What Does Malvertising Actually Look Like?
Look Out For:
- Suspicious domains & subdomains with advertising or cdn themes (i.e. fake traffic)
- HTTP Redirects to or from rogue or complacent advertising & cdn networks
- Ad traffic that results in suspicious redirects or redirects directly to IP address
- Redirects to intermediary hosts and malicious sites
- Spikes in HTTP traffic to suspicious or foreign TLD’s and specialty domains
- Traffic from shady TDS’s (Traffic Distribution Systems)

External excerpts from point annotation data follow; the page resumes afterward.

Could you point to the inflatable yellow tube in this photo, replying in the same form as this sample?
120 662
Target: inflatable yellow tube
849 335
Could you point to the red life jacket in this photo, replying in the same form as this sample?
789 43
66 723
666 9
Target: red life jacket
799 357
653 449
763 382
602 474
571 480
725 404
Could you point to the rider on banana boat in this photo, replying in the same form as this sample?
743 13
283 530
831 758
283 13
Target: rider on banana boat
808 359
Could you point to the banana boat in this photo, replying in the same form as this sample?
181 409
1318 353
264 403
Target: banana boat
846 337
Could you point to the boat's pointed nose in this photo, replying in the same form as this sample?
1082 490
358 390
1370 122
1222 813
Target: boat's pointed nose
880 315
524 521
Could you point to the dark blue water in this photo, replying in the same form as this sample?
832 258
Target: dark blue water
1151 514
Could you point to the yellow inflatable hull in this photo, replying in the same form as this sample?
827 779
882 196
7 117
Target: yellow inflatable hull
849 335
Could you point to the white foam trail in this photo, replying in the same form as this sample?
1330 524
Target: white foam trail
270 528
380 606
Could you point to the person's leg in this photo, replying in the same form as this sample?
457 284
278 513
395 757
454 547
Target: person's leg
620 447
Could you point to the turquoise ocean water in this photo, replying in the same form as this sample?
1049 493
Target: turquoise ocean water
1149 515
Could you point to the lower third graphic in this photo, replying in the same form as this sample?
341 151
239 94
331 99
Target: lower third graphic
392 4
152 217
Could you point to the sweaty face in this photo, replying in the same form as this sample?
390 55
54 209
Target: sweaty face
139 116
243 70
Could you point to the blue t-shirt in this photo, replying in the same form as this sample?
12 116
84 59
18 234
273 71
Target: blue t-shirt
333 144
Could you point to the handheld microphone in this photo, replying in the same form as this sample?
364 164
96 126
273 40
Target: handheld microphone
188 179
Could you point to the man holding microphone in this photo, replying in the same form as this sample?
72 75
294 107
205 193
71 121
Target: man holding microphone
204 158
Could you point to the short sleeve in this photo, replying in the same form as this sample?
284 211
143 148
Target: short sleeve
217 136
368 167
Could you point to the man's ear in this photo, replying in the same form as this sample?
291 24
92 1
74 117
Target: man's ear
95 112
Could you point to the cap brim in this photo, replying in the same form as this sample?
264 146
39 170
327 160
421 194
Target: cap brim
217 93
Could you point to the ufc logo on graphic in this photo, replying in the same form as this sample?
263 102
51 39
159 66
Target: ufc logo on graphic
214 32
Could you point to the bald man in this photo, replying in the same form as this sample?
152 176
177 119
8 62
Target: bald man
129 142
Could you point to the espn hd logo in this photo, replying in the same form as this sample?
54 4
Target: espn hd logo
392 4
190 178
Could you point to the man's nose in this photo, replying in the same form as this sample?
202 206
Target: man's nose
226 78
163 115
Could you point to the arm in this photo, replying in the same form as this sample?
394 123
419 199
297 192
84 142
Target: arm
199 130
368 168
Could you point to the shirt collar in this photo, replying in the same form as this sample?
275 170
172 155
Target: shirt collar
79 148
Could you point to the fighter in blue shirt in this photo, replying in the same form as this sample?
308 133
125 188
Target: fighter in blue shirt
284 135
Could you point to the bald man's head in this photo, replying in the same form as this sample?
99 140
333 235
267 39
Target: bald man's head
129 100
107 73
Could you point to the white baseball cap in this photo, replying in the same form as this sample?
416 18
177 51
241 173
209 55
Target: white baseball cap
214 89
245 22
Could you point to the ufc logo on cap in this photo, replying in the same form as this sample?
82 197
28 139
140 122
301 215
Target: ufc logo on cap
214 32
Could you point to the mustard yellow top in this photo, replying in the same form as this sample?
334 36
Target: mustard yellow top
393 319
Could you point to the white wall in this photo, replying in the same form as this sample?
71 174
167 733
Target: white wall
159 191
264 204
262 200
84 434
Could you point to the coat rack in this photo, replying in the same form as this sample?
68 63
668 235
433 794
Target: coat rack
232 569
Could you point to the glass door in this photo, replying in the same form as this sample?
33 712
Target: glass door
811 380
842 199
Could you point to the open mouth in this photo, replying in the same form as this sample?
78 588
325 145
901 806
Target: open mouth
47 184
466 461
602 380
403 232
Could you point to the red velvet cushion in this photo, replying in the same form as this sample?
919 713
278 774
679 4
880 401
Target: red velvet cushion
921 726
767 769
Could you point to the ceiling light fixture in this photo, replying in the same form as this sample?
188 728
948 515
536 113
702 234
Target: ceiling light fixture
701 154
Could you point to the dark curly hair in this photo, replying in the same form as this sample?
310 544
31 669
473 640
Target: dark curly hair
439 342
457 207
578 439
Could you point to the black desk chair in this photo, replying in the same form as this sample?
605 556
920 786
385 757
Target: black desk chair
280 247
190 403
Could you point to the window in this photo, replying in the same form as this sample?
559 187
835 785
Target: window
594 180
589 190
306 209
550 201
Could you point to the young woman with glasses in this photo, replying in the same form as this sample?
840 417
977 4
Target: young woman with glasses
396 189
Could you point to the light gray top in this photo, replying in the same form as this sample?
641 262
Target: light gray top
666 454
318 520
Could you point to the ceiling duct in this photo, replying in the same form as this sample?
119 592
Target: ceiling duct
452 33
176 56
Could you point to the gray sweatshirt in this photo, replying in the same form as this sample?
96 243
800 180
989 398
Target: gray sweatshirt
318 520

- Compromised Wordpress, Joomla & Drupal sites
Exploit Kits and Drive-By Downloads
Exploit Kits are the digital landmines of the internet, targeting vulnerable web browsers and plugins with client-side exploits that can force download and installation of malware. Simply loading a page that redirects to an exploit kit can result in infection as systems running vulnerable versions of Internet Explorer, Adobe Flash or Microsoft Silverlight are at risk of compromise. Malvertising and malicious redirects to attacker-controlled sites often result in exploit kits.
Don’t Get Rigged
While the number of active exploit kits has declined, recent updates and branches to exploit kits like Rig and Sundown have kept them at the forefront of the web infection chain. A Rig exploit kit infection chain is when a fake Google search leads to a compromised site, which has a block of malicious script injected at the very bottom. Loading the page results in a GET request to a Rig exploit kit page, which will load a malicious flash file and result in a system compromise.
Look Out For:
- Heavy use of obfuscation in HTTP response content
- Embedded iframes & redirects in HTML
- Suspicious domains and subdomains
- Domain shadowing of legitimate domains
- Redirection involving fringe & foreign TLD’s
- Flash Files that use encryption (i.e., DOSWF)
- Encrypted payloads
Stop, Collaborate and Listen
Always be sure to backup your data both in the cloud and on an external hard drive. Make sure to keep your systems up to date, patch known vulnerabilities and watch where you click and what attachments you open.
Collaboration across organizations is also a highly effective method of prevention and mitigation. Sharing information, experience or research on various types of ransomware will also help to weaken their effectiveness.
How to Keep Out Malware, For Good
Preventing the next security breach will require more than just following best practices, but keeping tabs on how malware is getting in can help you keep it out. Staying on top of infection vectors and techniques used by cyber criminals can also help prevent you from becoming victim.
Access to up to date threat intelligence on these types of threats is a great starting point for knowledge on hosting infrastructure, patterns and techniques used in campaigns. This information can then be used to block threats at various stages of the infection chain.